Holiday car deals are back, and it could be your last shot at a really cheap electric vehicle

Electric vehicles are likely to have the best discounts on dealer lots this holiday season.

It won’t be hard to find a deal on a car this holiday season.The best deals will be concentrated in the EV market.It might be your last chance to get a really good deal on an EV.

This holiday season could be your last chance to get discounts worth thousands of dollars on electric vehicles.

Holiday car deals overall are expected to be generous this year, as several brands face oversupply. Edmunds data said brands with some of the deepest discounts in November include Stellantis‘s Ram and Volkswagen’s Audi, both of which have struggled with slow sales this year.

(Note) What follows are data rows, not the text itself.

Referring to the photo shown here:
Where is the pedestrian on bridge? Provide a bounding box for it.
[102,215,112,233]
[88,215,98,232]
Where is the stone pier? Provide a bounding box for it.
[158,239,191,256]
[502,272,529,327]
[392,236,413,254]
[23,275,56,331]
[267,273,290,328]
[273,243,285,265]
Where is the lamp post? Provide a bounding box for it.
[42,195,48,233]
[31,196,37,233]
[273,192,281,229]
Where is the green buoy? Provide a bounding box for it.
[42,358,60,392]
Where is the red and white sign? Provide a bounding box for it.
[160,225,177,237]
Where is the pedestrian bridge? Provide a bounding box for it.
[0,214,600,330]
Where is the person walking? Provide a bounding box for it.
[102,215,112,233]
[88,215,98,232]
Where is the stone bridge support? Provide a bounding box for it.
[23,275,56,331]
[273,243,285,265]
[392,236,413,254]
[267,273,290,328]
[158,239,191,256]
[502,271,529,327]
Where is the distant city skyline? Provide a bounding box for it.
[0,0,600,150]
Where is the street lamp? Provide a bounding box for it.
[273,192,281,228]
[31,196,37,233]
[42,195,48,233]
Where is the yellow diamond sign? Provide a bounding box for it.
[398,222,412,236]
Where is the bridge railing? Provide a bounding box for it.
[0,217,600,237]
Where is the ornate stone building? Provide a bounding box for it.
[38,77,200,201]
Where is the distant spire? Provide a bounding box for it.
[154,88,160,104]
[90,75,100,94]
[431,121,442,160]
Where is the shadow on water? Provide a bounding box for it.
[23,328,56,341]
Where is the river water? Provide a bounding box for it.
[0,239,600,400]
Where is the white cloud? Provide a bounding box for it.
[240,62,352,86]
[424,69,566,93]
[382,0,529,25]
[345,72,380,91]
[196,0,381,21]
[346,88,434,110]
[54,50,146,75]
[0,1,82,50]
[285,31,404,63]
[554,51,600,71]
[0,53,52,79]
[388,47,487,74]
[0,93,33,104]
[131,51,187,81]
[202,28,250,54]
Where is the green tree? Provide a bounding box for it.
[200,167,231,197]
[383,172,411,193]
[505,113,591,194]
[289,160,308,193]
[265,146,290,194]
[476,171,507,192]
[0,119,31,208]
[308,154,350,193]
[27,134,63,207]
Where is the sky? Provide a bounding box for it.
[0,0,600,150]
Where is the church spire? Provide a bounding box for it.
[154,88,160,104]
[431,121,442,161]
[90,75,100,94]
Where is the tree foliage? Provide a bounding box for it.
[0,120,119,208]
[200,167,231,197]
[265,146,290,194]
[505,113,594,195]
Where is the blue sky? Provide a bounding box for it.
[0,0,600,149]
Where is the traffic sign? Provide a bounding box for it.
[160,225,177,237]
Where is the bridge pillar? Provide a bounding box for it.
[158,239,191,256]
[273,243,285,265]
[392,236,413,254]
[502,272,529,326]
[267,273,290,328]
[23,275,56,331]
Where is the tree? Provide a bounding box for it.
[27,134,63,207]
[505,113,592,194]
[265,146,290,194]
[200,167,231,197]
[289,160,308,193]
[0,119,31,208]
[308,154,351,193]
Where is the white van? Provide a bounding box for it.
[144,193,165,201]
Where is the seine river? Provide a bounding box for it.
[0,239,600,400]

But the best deals will likely be concentrated in the EV market, where car companies are looking to offload the last of their oversupply before pulling back production next year in response to slower demand.

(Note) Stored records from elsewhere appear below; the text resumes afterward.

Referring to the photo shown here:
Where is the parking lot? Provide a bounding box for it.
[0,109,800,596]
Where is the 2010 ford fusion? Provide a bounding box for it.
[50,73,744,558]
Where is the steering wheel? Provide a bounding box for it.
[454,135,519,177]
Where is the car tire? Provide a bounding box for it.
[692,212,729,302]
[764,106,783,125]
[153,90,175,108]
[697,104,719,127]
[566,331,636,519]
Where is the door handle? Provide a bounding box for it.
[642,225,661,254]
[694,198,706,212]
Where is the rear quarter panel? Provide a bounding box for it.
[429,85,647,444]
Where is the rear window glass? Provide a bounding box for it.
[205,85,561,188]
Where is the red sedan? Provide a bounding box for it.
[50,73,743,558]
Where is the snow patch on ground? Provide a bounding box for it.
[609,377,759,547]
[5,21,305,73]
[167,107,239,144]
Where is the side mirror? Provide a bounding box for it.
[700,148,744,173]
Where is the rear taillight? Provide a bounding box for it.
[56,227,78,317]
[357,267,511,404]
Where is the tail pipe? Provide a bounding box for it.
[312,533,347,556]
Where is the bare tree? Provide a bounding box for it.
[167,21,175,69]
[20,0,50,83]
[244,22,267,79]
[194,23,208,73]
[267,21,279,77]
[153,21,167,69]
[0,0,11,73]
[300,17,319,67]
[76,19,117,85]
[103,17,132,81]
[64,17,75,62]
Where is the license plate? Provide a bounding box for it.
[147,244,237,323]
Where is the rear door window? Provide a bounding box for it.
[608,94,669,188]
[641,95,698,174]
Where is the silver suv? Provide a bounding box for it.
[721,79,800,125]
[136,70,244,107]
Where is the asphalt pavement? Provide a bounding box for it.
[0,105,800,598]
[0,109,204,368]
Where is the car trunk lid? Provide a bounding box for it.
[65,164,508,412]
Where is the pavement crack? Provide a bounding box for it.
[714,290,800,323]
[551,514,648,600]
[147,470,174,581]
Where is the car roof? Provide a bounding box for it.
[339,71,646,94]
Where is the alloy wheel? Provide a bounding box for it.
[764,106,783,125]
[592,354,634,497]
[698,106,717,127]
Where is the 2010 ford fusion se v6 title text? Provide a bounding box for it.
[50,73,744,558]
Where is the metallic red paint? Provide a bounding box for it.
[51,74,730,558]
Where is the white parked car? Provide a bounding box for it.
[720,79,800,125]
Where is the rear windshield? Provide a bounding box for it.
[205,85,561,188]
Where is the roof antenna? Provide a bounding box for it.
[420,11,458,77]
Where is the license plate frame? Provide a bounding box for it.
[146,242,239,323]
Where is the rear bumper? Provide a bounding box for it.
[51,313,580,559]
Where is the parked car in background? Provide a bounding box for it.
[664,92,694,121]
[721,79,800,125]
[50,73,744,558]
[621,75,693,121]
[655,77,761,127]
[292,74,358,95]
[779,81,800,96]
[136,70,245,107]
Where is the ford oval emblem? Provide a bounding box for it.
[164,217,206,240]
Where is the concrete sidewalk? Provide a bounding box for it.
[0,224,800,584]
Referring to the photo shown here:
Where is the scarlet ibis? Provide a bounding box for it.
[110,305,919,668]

This holiday season is likely to be the last gasp for the big EV discounts that dominated the market in 2024, according to Ivan Drury, an automotive analyst for car-shopping website Edmunds.

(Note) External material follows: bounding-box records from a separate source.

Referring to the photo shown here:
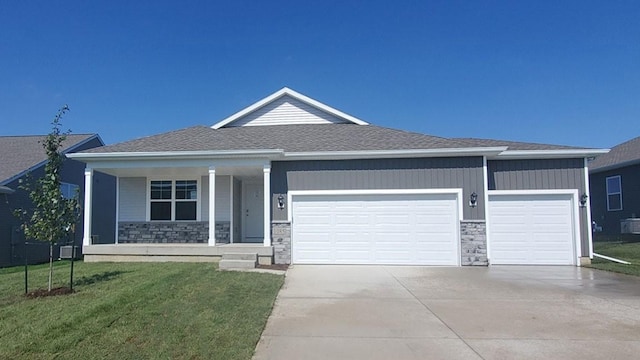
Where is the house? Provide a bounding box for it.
[70,88,606,266]
[589,137,640,235]
[0,134,115,267]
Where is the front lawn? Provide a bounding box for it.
[590,241,640,276]
[0,262,284,359]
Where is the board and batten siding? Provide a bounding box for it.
[271,157,484,220]
[118,177,147,221]
[487,159,590,256]
[226,95,347,127]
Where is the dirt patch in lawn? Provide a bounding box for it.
[27,286,73,299]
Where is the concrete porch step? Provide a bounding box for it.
[222,253,258,261]
[218,253,258,270]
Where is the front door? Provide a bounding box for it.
[242,182,264,243]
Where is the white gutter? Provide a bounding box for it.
[67,149,284,161]
[495,149,609,160]
[589,159,640,174]
[284,146,507,160]
[593,253,631,265]
[0,186,16,195]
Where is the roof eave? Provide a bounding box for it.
[495,149,609,160]
[283,146,507,161]
[67,149,284,162]
[589,159,640,174]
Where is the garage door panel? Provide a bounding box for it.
[292,194,460,265]
[488,194,575,265]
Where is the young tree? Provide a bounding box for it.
[15,105,80,291]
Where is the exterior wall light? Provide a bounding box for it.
[278,194,284,210]
[469,191,478,208]
[580,194,589,207]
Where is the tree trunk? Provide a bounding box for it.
[49,243,53,292]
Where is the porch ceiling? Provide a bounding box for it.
[94,166,262,178]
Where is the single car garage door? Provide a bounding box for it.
[291,194,460,265]
[488,193,576,265]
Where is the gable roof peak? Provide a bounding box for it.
[211,87,369,129]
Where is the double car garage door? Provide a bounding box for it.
[291,193,576,265]
[291,194,459,265]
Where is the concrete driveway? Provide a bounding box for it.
[254,265,640,360]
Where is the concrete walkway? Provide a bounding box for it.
[254,265,640,360]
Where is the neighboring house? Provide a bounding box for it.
[589,137,640,235]
[70,88,606,266]
[0,134,115,267]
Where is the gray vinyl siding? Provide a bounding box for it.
[271,157,484,220]
[487,159,584,191]
[589,164,640,235]
[118,177,147,221]
[487,159,590,256]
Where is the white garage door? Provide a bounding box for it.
[488,194,576,265]
[291,194,460,265]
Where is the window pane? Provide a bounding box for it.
[151,180,171,200]
[608,194,622,210]
[176,201,196,220]
[151,202,171,220]
[607,176,620,194]
[60,183,80,199]
[176,180,198,200]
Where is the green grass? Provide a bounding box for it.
[590,241,640,276]
[0,262,284,359]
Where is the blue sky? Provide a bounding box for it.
[0,0,640,147]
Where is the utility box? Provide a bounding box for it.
[60,245,78,259]
[620,218,640,234]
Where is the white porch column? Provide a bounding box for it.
[82,168,93,246]
[262,164,271,246]
[209,166,216,246]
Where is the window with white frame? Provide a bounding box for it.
[60,182,80,199]
[607,175,622,211]
[149,180,198,221]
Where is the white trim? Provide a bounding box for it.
[486,189,582,266]
[67,149,284,161]
[262,164,271,246]
[589,159,640,174]
[145,175,202,222]
[496,149,609,159]
[482,156,491,264]
[229,175,234,244]
[82,168,93,246]
[211,87,369,129]
[604,175,624,211]
[114,176,120,244]
[207,166,216,246]
[283,146,507,160]
[583,158,593,259]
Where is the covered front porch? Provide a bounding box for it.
[83,154,273,264]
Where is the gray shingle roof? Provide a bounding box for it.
[0,134,95,185]
[454,138,584,150]
[81,124,480,153]
[84,124,596,153]
[589,136,640,171]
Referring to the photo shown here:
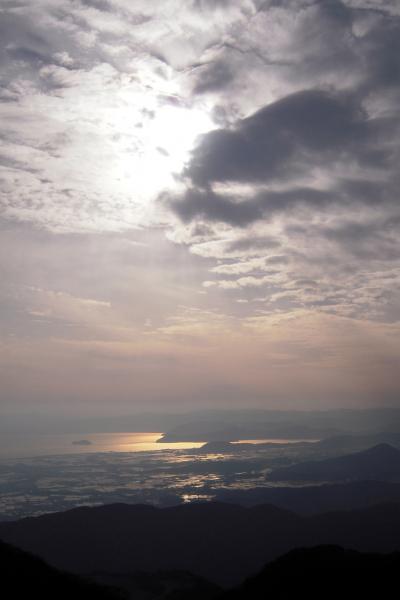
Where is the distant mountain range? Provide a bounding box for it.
[267,444,400,482]
[214,481,400,515]
[0,503,400,585]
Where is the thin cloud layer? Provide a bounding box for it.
[0,0,400,406]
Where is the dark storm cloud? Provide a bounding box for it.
[185,90,369,187]
[168,188,337,227]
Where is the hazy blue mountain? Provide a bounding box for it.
[215,481,400,515]
[267,444,400,482]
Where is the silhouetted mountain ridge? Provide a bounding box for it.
[0,503,400,585]
[221,546,400,600]
[0,542,125,600]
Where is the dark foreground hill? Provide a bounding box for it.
[0,503,400,585]
[221,546,400,600]
[268,444,400,482]
[0,542,125,600]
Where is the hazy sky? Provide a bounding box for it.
[0,0,400,414]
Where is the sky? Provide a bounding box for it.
[0,0,400,416]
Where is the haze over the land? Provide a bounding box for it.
[0,0,400,417]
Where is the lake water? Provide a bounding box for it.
[0,432,315,459]
[0,432,204,458]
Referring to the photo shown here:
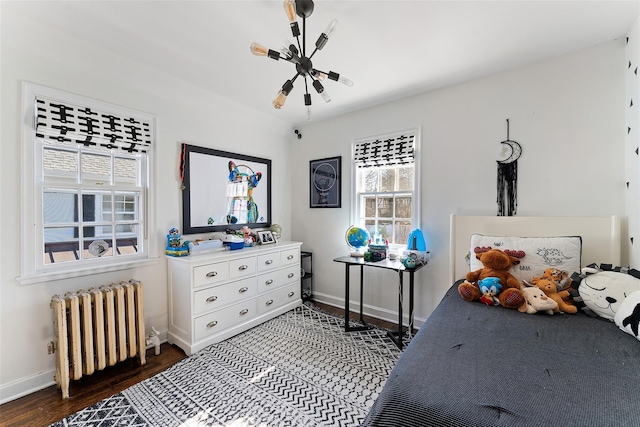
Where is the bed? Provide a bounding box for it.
[363,215,640,427]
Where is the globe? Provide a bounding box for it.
[344,225,370,256]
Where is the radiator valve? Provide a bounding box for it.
[147,326,160,356]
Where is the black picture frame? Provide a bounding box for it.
[258,231,278,245]
[309,156,342,208]
[180,144,271,234]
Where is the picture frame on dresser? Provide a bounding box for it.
[258,231,278,245]
[180,144,271,234]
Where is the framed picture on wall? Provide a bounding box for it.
[309,156,342,208]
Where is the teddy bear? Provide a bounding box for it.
[518,286,558,314]
[525,277,578,314]
[531,268,572,291]
[458,248,525,308]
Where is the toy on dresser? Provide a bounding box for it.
[165,228,189,256]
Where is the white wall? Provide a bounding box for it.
[0,9,291,401]
[292,40,628,323]
[622,16,640,268]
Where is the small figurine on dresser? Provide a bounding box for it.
[165,228,189,256]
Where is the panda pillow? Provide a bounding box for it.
[578,271,640,321]
[614,291,640,341]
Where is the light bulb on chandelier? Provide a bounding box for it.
[251,0,353,120]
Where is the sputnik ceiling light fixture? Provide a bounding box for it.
[251,0,353,120]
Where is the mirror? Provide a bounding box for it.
[181,144,271,234]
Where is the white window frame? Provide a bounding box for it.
[18,82,159,285]
[350,127,421,249]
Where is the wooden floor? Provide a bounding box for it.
[0,303,397,427]
[0,343,186,427]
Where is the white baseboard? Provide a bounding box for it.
[313,292,426,329]
[0,369,56,405]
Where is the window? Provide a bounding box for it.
[353,129,420,245]
[20,83,157,283]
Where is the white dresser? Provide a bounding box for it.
[167,242,302,355]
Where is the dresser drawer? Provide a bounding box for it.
[229,256,256,279]
[280,248,300,266]
[258,283,300,315]
[193,261,229,287]
[258,265,300,293]
[193,277,258,315]
[258,252,280,272]
[194,298,256,341]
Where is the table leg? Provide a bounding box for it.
[409,271,414,339]
[344,264,369,332]
[387,271,404,350]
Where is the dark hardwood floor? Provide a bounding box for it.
[0,343,186,427]
[0,303,404,427]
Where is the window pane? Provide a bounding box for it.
[362,196,376,218]
[378,196,393,218]
[42,147,78,182]
[396,196,411,218]
[360,169,378,193]
[81,153,111,184]
[398,166,413,191]
[378,220,393,242]
[378,169,396,192]
[44,227,80,264]
[116,224,139,255]
[42,188,78,224]
[113,157,138,185]
[393,221,411,245]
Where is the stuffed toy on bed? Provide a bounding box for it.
[524,277,578,314]
[458,247,525,308]
[518,286,558,314]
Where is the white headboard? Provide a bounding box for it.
[449,214,622,283]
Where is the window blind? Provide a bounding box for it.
[36,97,151,153]
[354,133,416,168]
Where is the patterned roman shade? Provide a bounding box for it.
[36,97,151,153]
[354,133,416,168]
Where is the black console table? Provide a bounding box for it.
[334,256,426,349]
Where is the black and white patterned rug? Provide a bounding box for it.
[52,305,400,427]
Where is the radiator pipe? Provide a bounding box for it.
[146,326,160,356]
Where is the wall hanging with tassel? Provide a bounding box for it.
[497,119,522,216]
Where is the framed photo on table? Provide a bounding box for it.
[258,231,278,245]
[309,156,342,208]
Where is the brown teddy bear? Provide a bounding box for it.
[458,248,525,308]
[525,278,578,314]
[531,268,572,292]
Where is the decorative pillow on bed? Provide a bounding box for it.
[469,234,582,282]
[614,291,640,341]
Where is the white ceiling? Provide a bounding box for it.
[2,0,640,124]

It has been a topsy-turvy year for the EV market as companies scrambled to adjust their offerings to meet changing demand. The wealthy early adopter buyer base dried up, and was replaced by bargain-hungry shoppers more willing to compromise with a hybrid.

That has been a problem for many car companies, who are just now rolling out big, expensive EVs.

An ongoing price war in the segment has led to a buyer’s market for EVs, particularly when it comes to leasing. Access to a $7,500 EV tax credit has also helped car companies by further lowering purchase prices and stimulating demand.

These discounts could end in the near future, as President-elect Trump has vowed to dismantle them.

Here’s what you need to know when hunting for an EV deal this holiday season.

EV discounts should be bigger than gas-car deals

Look no further than the EV market if a great deal is all you’re after.

Manufacturers and dealers have spent most of this year trying to offload slow-moving EVs, which means that the discounts are much deeper than other car segments.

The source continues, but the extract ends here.